As the country prepares for the municipal elections, many SMMEs looking for opportunities to expand and be sustainable within the areas they serve expect government support as a means of reforming the national economy to tackle poverty and unemployment, especially in local communities.

According to a Small Enterprise Development Agency (Seda) report, the number of SMMEs in South Africa declined by 11% in the past year. As a result, 90% of all employment losses in the country occurred in that sector.
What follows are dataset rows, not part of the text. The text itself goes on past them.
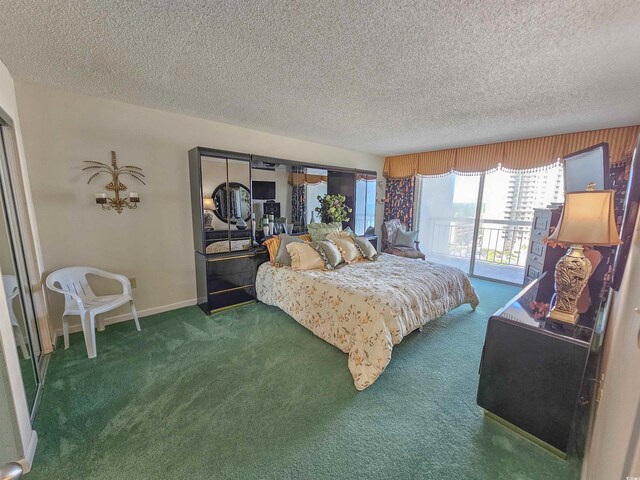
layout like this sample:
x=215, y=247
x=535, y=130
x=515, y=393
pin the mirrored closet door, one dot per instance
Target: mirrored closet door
x=16, y=282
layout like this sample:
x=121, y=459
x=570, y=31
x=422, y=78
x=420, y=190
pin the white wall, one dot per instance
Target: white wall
x=613, y=444
x=14, y=412
x=154, y=243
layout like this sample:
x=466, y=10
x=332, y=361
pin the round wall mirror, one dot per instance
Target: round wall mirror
x=239, y=205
Since the Covid-19 pandemic forced many SMMEs to close in 2020, the local government can significantly support the small and medium-sized businesses that the pandemic has severely impacted.
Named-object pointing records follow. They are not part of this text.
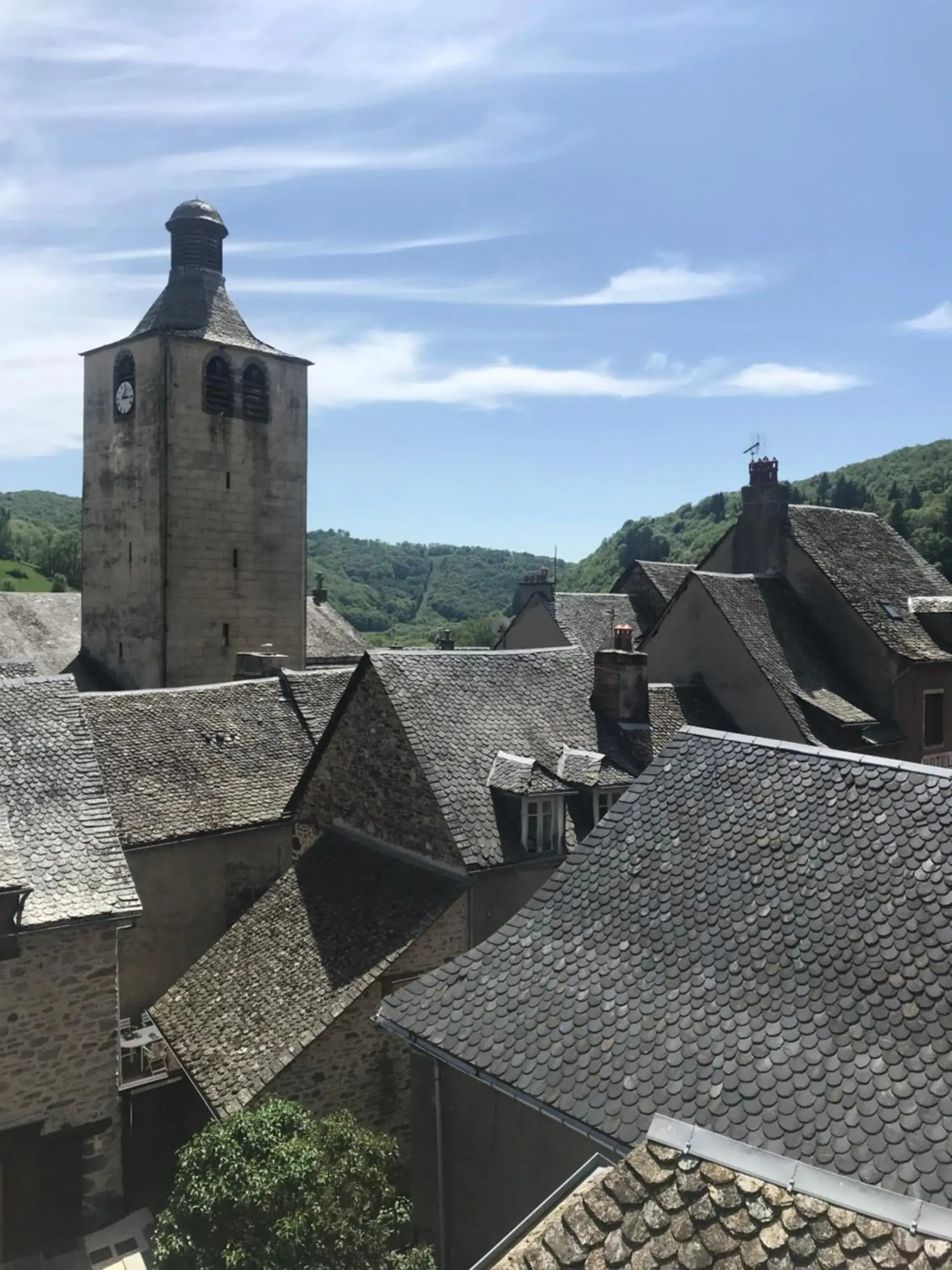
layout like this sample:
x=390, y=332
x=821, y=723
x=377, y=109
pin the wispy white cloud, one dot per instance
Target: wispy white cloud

Furthermore, a survey conducted in September 2020 by Ipsos South Africa shows that 55% of SMME business owners were concerned about the sustainability of their businesses during this challenging period.

More needs to be done for SMMEs


This shows that more needs to be done in local municipalities to help small and medium-sized businesses thrive amid the pandemic.

Since they are still battling for survival, many SMMEs are expecting strong leadership that will offer outstanding support to the businesses operating in local municipalities. In addition, SMMES will expect newly formed local governments to help establish different models designed to assist them to survive the current lockdown regulations.

We should emphasise that SMMEs are major contributors to the economy, contributing to job creation and economic growth, resulting in fewer poverty cases and lower unemployment rates. Therefore, they can offer a more tangible basis for understanding the potential to boost employment opportunities in the country than any other sector.

SMMEs are a key driver of economic development because they foster economic innovation for local communities. In this regard, we need intensive efforts to elevate their impact at a municipal level. Seda indicates that SMMEs employed more than 10.8 million people in 2019, which accounted for 66% of the country's total employment.

Moreover, many SMMEs are looking forward to working with a benevolent municipal leadership to deploy resources effectively to help the businesses create more jobs to tackle unemployment in communities. As such, the local government must recognise that investing in the growth of small businesses contributes to the development of the local economy.

With the lack of funding and access to financing being one of the challenges of the SMMEs, the local government's interventions to promote the growth of small businesses operating in local municipal spaces will enable local entrepreneurs to thrive and take their businesses to the next level.

In light of this, SMMEs are hoping for leadership that will be innovative in determining how small businesses could play a more prominent role in different markets, even after battling with the Covid-19 pandemic. In addition, the political parties that will be elected to run different municipalities must take direct measures to support small businesses, which are crucial to the development of local communities.